Update 08 April 2017: Elon Musk tweeted an indication that they're revisiting the possibility of second stage recovery, so this question is again relevant, and the details of the new solution may be different from the old.
Fairing is ~$5M, but that should be reusable this year. Am fairly confident we can reuse upper stage too by late next year to get to 100%.
SpaceX wants to make the Falcon 9 completely reusable. They're making definite, if slow, progress toward recovery of the first stage via powered landing, which requires several features:
- Cold gas thrusters to turn the stage tail-first after second stage separation
- Aerodynamic control surfaces at the top of the stage for trajectory control during the landing approach
- Deep throttling a single main engine to get a low enough TWR for a controlled landing
- Landing legs
The upper stage will be coming in a much faster trajectory, so they have to add a full heat shield at the front of the stage.
At first glance, the much shorter second stage would seem to need shorter legs because its center of gravity would be lower, but the upper stage version of the Merlin engine has a very long nozzle, which is radiatively cooled -- which means exposed, not shrouded, so the legs will have to mount quite high, and be fairly long (and thus heavy).
The biggest problem, however, would seem to be the engine throttling.

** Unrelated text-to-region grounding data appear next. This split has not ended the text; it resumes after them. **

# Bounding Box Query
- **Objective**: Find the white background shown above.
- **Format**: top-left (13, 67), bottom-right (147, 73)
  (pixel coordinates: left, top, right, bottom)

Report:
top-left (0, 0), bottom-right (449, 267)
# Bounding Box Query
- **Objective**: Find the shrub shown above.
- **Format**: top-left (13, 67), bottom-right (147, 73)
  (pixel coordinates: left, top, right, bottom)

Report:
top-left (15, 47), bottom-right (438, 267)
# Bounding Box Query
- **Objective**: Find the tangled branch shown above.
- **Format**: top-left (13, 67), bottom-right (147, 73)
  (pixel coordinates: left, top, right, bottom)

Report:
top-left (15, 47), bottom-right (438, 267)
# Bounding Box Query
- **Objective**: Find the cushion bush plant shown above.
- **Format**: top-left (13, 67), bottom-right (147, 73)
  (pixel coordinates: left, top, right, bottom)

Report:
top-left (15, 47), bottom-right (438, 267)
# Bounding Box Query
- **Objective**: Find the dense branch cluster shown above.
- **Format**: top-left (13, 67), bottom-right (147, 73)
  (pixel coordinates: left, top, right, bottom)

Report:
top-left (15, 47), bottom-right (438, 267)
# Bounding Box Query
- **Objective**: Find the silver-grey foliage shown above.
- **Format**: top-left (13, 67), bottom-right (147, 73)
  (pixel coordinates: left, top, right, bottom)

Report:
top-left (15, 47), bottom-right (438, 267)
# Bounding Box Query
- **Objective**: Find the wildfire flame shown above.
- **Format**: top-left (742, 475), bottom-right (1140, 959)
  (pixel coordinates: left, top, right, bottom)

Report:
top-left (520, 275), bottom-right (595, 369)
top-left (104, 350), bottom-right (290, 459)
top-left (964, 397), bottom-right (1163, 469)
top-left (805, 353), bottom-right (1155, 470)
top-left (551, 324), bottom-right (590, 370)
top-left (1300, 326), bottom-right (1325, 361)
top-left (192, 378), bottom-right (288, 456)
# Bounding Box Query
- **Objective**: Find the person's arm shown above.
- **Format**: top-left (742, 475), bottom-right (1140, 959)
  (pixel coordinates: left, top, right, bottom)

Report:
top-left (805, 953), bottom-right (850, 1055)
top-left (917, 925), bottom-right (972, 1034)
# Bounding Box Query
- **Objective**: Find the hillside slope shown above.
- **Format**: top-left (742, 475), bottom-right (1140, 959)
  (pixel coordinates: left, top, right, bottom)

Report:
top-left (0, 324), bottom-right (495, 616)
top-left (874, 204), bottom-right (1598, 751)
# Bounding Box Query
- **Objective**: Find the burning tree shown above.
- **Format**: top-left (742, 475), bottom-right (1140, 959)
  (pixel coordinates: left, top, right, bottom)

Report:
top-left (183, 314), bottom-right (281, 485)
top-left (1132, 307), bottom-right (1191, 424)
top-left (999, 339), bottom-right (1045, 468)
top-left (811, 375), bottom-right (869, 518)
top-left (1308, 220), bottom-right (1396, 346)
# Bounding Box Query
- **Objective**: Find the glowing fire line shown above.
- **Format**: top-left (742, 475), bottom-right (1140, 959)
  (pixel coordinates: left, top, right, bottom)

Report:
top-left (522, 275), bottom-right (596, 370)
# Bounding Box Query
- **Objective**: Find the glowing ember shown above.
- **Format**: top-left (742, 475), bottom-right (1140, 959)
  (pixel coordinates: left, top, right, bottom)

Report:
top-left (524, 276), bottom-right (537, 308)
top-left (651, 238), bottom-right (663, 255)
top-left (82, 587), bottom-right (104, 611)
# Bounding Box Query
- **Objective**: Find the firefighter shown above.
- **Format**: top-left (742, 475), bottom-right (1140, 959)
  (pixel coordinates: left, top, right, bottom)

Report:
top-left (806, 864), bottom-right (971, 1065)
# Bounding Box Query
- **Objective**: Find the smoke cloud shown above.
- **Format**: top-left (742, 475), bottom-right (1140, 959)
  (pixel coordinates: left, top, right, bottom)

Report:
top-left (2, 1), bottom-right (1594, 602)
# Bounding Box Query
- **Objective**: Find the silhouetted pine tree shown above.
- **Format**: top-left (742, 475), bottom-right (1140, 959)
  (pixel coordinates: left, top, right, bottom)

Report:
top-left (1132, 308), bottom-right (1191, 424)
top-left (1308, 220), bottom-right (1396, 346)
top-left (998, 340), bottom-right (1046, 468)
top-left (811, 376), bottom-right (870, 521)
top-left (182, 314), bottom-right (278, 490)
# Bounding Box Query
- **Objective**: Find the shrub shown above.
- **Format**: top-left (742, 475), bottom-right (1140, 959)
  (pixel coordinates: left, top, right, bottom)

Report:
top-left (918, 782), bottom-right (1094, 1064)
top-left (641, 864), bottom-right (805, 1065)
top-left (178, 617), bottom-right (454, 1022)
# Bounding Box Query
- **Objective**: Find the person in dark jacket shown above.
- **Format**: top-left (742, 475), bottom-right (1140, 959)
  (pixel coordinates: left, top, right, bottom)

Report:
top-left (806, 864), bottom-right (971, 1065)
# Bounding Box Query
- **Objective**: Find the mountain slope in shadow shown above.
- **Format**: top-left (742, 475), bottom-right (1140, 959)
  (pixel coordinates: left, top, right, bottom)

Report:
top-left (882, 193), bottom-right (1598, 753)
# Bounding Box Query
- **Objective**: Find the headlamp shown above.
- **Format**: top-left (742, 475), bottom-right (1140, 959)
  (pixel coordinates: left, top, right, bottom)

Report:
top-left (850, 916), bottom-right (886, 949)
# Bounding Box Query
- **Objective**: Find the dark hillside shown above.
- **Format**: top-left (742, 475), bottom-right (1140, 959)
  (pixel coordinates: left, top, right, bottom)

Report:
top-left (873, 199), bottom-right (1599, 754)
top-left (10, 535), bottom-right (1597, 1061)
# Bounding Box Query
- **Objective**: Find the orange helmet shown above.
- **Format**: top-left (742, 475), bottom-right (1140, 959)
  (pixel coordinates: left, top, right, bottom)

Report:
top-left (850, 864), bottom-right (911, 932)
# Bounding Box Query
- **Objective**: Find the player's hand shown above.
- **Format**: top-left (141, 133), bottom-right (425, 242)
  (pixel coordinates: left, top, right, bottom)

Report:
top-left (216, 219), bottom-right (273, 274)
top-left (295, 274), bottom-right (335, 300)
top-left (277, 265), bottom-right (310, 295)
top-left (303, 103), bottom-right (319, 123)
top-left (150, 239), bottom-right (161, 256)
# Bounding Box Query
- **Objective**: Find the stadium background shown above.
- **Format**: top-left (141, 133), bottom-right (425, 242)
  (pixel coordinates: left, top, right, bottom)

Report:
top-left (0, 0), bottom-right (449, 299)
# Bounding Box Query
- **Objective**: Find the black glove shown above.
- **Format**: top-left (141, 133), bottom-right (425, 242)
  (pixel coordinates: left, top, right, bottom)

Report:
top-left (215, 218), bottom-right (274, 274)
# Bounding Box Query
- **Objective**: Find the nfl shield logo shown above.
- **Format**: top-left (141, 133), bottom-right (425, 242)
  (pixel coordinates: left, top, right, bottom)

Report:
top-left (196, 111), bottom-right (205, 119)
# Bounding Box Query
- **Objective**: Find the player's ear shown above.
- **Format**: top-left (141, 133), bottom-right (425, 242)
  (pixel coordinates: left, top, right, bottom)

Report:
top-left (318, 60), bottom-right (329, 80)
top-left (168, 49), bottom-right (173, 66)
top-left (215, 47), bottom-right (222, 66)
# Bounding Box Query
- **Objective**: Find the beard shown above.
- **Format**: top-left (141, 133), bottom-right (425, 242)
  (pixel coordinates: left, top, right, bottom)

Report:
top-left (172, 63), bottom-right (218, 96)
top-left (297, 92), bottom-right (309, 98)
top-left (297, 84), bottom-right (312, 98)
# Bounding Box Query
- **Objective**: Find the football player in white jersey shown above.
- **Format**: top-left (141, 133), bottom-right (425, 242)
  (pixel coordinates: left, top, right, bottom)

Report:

The empty upper stage weighs something like a quarter of what the first stage does, but will be firing almost the same thrust level.
Are they going to try to throttle deeper?
Are they going to do the same hover-slam trick as the first stage, only on a much shorter timeframe?
Are they going to add 2 or 3 Kestrels alongside the Merlin on the second stage and land gently on those?
Parachutes? Airbags? Really big pogo sticks?